Testing this with test_slack.py:

import transaction

from xxx.slack import send_slack_message


def test_slack_send_message(test_request):
    """We can send messages to Slack asynchronously."""

    slack_message_queue = []

    def _test_dispatch(request, method, kwargs):
        slack_message_queue.append(dict(method=method, kwargs=kwargs))
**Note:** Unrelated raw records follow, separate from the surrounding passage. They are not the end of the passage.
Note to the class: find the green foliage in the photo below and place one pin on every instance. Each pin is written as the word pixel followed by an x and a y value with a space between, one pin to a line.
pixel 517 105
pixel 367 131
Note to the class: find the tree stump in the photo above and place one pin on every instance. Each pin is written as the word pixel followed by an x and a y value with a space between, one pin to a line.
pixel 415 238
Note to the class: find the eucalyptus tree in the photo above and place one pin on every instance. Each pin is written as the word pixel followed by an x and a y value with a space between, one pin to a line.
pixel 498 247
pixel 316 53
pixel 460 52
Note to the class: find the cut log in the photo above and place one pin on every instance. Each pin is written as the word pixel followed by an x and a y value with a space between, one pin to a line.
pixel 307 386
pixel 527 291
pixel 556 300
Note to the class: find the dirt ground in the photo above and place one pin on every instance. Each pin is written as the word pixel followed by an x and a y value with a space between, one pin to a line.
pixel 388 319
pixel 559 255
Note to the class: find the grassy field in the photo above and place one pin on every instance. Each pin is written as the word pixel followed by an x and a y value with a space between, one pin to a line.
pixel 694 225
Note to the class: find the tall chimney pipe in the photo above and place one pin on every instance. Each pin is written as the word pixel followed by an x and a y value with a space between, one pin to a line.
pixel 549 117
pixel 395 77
    with mock.patch("tokenmarket.slack.slack_api_call", new=_test_dispatch):
        with transaction.manager:
            # This generates delayed task that is not send until the transaction is committed.
            send_slack_message(test_request, "#test-messages", "Foobar")

    # Celery eats exceptions happening in the tasks,
    # so we need to explicitly tests for positive outcomes of
    # any functions using Celery, regardless if Celery is in eager mode
    # or not
    msg = slack_message_queue.pop()
    assert msg["method"] == "chat.postMessage"
    assert msg["kwargs"]["channel"] == "#test-messages"
    assert msg["kwargs"]["text"] == "Foobar"

Sometimes you run to issues of not being sure if the tasks are being executed or not. First check that Celery is running, both scheduler process and worker processes. Then you can check the status of Celery queue.

Start shell or do through IPython Notebook:

ws-shell ws://my/app/conf/production.ini

How many tasks queued in the default celery queue:

from celery.task.control import inspect
i = inspect()
print(len(list(i.scheduled().values())[0]))

Print out Celery queue and active tasks:

from celery.task.control import inspect
i = inspect()
for celery, data in i.scheduled().items():
    print("Instance {}".format(celery))
    for task in data:
        print(task)
    print("Queued: {}".format(i.scheduled()))

print("Active: {}".format(i.active()))

First stop worker.

Then start worker locally attacthed to the terminal with --purge and it will drop all the messages:

ws-celery  ws://my/app/conf/production.ini -- worker --purge

Stop with CTRL+C.

Start worker again properly daemonized.